Я оставил «хонду» около входа на кладбище, постоял немного, глядя на увядающие на могилах цветы, а потом толкнул тяжелую дубовую дверь и вошел в собор. Внутри было пусто, темно и прохладно, я сел на скамью и постарался полностью погрузиться в спокойствие этого места. В Бога-то я никогда особенно не верил, мне всегда казалось, что не существует в мире сил могущественнее, чем силы леса или полей, поэтому молитву произносить не стал, просто сидел, склонив голову, и слушал тишину.
В одно из витражных окон билась пчела, ее гудение то стихало, то нарастало с новой силой. Она залетела слишком высоко — я все равно не смог бы ей помочь, поэтому я решил оставить пчелу на милость ее собственной судьбы. Кто знает, возможно, ей суждено спастись? Вдруг она найдет немного пыльцы на цветах, что украшают алтарь, а потом вылетит на волю через щель между створками дверей? Интересно, понимает ли пчела, с какой проблемой столкнулась? Может быть, она сейчас в панике, не знает, что делать? Способна ли она, к примеру, задуматься, постараться выработать план действий? Или же, как я читал в «Нэшнл Джиографик», пчелы представляют собой лишь простые механизмы, подчиняющиеся инстинктам, беспомощные и бесполезные без своей пчелиной матки, так же как и она беспомощна без них? Шестеренки, которые вертятся без устали до тех пор, пока смерть не заберет их, не способные ни сделать выбор, ни воспользоваться неожиданной возможностью? А пожалуй, подумал я, и даже вероятнее всего, так оно и есть. Я еще немного посидел, вдыхая запахи старого дерева, прохладного камня и ладана, а потом поднялся и вышел наружу, оставив пчелу биться о стекло в отчаянных и бесполезных попытках выжить, сродни, может быть, и моим собственным.
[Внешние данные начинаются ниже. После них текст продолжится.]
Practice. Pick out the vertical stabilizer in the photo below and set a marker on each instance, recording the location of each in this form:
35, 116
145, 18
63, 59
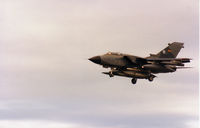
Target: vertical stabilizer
170, 51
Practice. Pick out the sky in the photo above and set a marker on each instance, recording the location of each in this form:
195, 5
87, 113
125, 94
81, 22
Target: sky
47, 81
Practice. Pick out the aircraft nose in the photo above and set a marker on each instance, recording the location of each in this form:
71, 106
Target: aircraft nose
96, 59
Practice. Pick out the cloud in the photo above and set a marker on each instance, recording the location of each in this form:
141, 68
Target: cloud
47, 81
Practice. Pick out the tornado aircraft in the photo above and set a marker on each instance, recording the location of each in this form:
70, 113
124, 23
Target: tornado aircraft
136, 67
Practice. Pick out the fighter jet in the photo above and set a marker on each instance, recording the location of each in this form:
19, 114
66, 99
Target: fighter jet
137, 67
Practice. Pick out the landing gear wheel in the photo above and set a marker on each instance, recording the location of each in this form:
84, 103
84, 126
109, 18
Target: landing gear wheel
110, 74
150, 78
134, 80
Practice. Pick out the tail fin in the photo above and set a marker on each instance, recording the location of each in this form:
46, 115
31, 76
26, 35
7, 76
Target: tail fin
170, 51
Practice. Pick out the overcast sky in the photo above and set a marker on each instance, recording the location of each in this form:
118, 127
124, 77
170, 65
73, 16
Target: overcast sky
46, 80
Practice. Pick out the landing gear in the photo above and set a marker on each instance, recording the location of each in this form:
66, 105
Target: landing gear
110, 74
150, 78
134, 80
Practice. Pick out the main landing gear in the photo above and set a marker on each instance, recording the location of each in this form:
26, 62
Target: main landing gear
110, 74
151, 78
134, 80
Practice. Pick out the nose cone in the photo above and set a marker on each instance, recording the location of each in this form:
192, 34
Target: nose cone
96, 59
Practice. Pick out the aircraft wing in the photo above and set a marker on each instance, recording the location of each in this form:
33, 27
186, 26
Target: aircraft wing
169, 61
135, 59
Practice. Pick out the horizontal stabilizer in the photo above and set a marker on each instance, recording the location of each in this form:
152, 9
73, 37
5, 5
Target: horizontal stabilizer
183, 67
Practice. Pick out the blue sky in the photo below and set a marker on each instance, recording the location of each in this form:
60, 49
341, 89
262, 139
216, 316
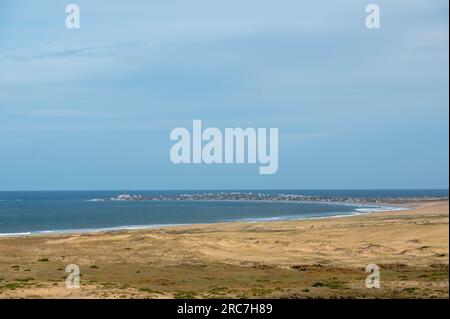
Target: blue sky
93, 108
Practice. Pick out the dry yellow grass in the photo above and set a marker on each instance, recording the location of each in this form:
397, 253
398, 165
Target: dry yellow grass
310, 258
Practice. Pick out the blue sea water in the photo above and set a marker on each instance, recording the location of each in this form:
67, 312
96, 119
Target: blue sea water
73, 211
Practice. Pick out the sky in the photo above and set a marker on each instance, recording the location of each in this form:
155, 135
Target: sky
93, 108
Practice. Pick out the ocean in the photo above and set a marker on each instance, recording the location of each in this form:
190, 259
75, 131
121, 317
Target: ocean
35, 212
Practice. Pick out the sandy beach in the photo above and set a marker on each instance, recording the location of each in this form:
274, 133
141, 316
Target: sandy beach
320, 258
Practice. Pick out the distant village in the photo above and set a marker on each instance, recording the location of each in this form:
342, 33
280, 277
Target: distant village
249, 196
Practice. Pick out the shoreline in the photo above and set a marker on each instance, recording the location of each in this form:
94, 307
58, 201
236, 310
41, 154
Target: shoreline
320, 258
379, 207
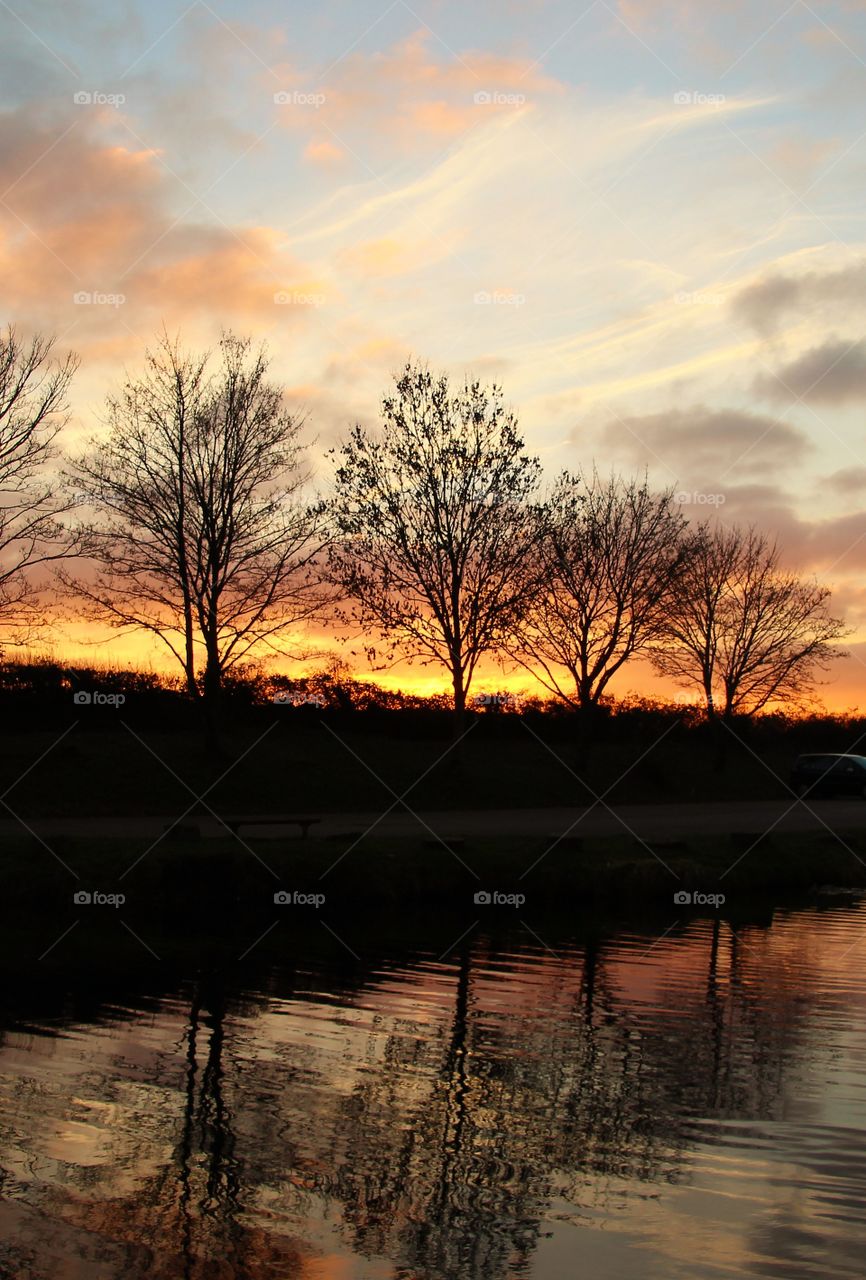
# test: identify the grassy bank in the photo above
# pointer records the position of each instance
(201, 881)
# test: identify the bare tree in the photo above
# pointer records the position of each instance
(608, 561)
(435, 526)
(200, 534)
(745, 631)
(33, 388)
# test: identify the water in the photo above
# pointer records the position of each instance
(691, 1105)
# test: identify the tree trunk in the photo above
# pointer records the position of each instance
(459, 703)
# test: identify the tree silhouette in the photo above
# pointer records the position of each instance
(200, 535)
(435, 526)
(32, 410)
(606, 568)
(745, 631)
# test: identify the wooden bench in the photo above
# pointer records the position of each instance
(192, 827)
(301, 821)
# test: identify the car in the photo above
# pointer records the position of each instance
(825, 773)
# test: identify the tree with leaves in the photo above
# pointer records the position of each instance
(33, 388)
(606, 567)
(200, 531)
(435, 526)
(743, 630)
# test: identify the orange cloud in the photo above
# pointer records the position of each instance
(324, 152)
(406, 95)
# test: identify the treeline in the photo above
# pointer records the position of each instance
(189, 517)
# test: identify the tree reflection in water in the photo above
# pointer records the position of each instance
(426, 1120)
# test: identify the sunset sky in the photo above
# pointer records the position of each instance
(644, 219)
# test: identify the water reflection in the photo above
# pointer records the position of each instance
(682, 1106)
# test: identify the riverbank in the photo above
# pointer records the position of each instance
(198, 878)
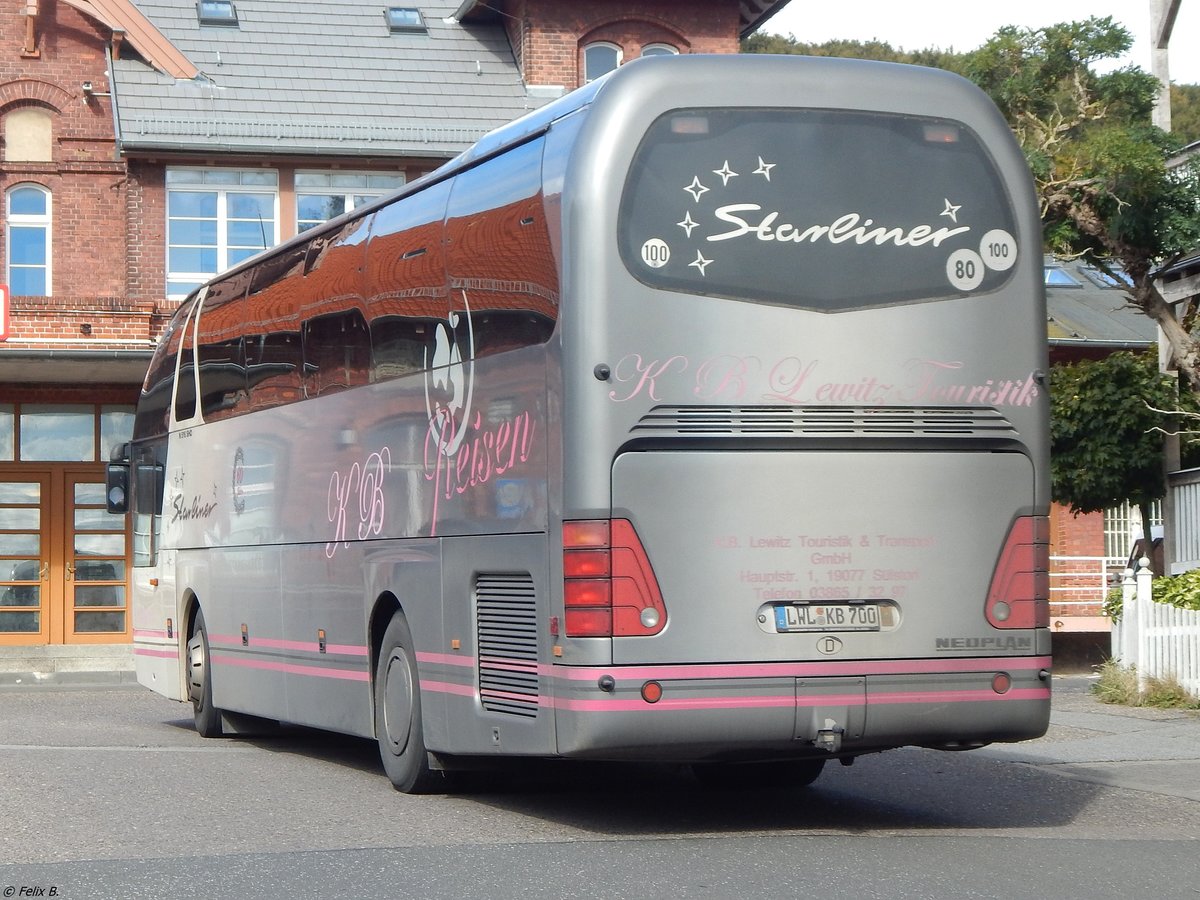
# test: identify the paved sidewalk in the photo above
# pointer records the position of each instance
(1143, 749)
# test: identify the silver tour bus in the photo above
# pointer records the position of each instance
(696, 417)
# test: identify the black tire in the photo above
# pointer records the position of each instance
(397, 695)
(749, 775)
(199, 682)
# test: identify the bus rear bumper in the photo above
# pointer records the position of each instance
(711, 712)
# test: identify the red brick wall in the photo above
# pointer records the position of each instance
(549, 35)
(1073, 535)
(89, 221)
(87, 183)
Когда я доехал до фермы, было уже половина девятого вечера. Я оставил байк во дворе, и тут из дома вышел мистер Эванс и сказал:
— Эл, тут тебя кое-кто искал. Я сказал, что тебя нет, но она решила подождать, так я пустил ее в твой трейлер.
— Ее? — спросил я.
— Ага.
— Спасибо, — сказал я.
— И вот еще что, — он немного замялся и несколько раз смущенно откашлялся, — я не хотел тебя обидеть нынче утром. Просто о некоторых вещах совсем не хочется вспоминать…
— Я понимаю, — сказал я. — Простите меня.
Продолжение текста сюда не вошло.